Now Id like to share one of my treasures with you, a memory of an event that Ive come to understand as one of the most important experiences in my life and that of my family and that I feel has some bearing on the story of the rich man.
In the winter of 1995 when we lived in the central part of the Netherlands in the heart of the Rhine Delta the water in the two big rivers that flowed on either side of the village where we occupied the manse rose to an unusually high level. We knew that some of the dikes werent as strong and well maintained as they should have been, but nobody expected anything dramatic to happen. I can still remember the unbelief with which I listened when a radio broadcast at two oclock on a Thursday afternoon told us everybody would have to leave the area before 8 oclock that night because it was not deemed safe to stay.

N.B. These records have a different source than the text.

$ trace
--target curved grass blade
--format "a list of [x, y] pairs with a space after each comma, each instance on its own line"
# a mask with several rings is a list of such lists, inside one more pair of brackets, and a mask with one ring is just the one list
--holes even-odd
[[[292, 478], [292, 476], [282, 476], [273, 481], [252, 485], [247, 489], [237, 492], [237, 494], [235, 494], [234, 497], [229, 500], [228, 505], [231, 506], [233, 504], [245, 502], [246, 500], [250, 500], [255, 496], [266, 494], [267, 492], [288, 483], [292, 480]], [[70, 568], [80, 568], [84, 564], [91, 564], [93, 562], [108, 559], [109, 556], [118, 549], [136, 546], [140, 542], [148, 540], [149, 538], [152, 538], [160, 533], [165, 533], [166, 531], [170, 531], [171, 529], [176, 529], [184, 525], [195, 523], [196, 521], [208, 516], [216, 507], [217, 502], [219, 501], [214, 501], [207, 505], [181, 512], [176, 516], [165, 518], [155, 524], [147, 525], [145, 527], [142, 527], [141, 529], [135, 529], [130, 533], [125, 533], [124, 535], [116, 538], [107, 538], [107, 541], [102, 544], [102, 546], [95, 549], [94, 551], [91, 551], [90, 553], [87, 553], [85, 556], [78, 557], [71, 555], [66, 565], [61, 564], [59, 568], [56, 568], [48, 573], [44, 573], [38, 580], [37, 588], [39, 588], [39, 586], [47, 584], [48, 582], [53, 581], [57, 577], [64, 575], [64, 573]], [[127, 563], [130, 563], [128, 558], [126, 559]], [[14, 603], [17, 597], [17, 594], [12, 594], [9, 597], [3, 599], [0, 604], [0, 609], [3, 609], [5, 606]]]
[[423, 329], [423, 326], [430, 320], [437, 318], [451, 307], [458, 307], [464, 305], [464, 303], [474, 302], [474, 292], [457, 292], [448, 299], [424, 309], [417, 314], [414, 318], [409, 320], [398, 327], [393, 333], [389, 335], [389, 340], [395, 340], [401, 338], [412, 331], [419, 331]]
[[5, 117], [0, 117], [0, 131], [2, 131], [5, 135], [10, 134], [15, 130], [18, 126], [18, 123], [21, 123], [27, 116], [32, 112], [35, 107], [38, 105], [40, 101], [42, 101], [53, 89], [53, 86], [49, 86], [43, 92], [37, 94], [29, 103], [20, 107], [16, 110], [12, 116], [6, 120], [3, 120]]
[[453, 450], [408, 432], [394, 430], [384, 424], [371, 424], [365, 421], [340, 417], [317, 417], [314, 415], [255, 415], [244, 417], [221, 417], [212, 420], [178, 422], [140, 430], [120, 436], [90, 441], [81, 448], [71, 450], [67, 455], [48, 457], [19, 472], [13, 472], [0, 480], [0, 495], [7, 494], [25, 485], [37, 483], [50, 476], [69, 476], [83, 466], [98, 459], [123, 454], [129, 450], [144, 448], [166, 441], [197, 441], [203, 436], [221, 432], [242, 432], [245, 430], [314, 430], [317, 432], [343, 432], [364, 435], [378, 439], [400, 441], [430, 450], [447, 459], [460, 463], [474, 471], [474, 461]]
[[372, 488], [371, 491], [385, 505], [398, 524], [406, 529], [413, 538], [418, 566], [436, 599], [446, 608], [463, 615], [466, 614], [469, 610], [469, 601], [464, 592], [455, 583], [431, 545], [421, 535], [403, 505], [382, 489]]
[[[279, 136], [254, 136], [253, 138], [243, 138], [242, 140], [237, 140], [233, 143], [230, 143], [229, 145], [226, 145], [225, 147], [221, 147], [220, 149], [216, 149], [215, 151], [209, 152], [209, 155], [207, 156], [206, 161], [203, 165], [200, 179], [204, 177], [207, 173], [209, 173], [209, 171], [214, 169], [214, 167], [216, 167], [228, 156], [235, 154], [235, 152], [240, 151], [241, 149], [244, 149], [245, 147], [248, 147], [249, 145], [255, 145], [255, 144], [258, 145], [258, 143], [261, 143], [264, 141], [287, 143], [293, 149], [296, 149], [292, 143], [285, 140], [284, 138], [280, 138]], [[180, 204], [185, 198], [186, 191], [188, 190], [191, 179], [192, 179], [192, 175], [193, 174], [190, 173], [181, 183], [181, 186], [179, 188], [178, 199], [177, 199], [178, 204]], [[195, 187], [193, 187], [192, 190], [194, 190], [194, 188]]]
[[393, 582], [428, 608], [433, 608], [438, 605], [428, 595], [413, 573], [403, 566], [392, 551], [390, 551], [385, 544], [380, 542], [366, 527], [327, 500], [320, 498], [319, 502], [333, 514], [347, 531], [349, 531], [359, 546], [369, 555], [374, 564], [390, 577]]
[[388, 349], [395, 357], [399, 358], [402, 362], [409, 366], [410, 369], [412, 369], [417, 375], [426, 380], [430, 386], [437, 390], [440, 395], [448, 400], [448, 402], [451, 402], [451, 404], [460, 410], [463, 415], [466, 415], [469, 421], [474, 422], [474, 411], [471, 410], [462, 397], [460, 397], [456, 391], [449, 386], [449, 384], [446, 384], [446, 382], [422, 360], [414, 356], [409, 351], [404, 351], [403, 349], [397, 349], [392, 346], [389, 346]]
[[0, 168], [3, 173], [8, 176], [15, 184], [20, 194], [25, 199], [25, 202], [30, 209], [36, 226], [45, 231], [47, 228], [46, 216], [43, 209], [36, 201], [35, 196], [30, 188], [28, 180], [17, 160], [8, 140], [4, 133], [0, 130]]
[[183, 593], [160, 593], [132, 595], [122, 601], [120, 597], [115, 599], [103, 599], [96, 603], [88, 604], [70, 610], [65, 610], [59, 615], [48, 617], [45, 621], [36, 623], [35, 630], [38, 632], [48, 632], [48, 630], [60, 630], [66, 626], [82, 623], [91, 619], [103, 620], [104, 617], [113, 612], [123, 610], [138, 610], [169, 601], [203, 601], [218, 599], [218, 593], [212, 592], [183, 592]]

In just a couple of hours we and 400.000 others, had to move, leave most of our possessions behind not knowing if it would be safe or if we would, in the next couple of hours or days lose it all. We did not know how long we would be gone, we did not know where to go.
What happened next was extraordinary. On the one hand a very strong instinct at self-preservation took over. Later I was, and others with me, shocked by the primitive force of that feeling: to save your own skin and the skin of your family first. But after that there was the cool assessment of what was absolutely necessary to take and what would fit in the car. Farmers who had to move their livestock as well apparently never got to that stage and often left with only the clothes on their backs.
We all had to let go of what most of us would have, a couple of hours before hand, considered things of great value. And most of us discovered in those few hours and in the week that followed them that in the end there are only a very few things that are really important.
People helped each other. Farmers from all over the country came in during the night with their trucks to take out the cattle. My assistant minister arrived within the hour from her home outside the area to take over the pastoral care for the people in the old peoples home urging me to leave with my family. People for an unspecified length of time took people in they hardly knew. And so on .
In the end nothing happened. Or rather, a lot happened to all of us, but we were able to talk comfortably about it on the Sunday 10 days after it all started, with our homes still dry and all our belongings still intact. But for a couple of days we had all felt what it was like to lose everything. What it was like to let go of all our earthly belongings.
The story of the rich man always reminds me of that experience. He comes to Jesus and asks what he can do to gain eternal life. What he can do to gain a life that would be really worth living that means.
He is rich and has always followed all the rules. Paid off his mortgage I assume, taken out a good life insurance and paid all the premiums, has all eventualities covered, given to charity, his whole life nicely organized. Done what most of us do really. But left with a feeling that something is lacking, that there is something not quite right.
What can he do?
Jesus looks at him and knows what is lacking him: Let go, he says, let everything that provides you with certainty go. Give it away and it will be easy to enter the Kingdom of heaven.
The man then turns away, sadly, because there was a lot that prevented him from doing just that.
After the flood people told me they never felt quite the same again. And how that experience had made them realise in a very profound way that money and worldly goods are not anywhere near the top of the list of things that are really important in life.
Most of us were moved, amazed and filled with gratefulness by what had happened when people started sharing generously from what they had. In a lot of cases throwing caution to the wind, some of them taking considerable financial and personal risk to help others. To discover that both parties gained by it, the helpers as well as the helped.
Perhaps if something like that would have happened to the rich man he would have understood what Jesus meant. How letting go and sharing can actually improve your life, and that of others beyond measure.
In the text it says Jesus loved this man, from the very first moment he lays eyes on him. Even with all his riches. And he still loved him when hed turned away. In Jesus place we would find that difficult if not impossible to do. To still love someone that would turn their back on us.
But for God it is not. He keeps punching our safety bags with words that work like really sharp swords (or pencils). Words that try to startle us into action: Go, give everything to the poor and follow me. Go, get your priorities straight, share and miracles will happen. Go, let not what you treasure control you, but let love and the readiness to share control your treasuring.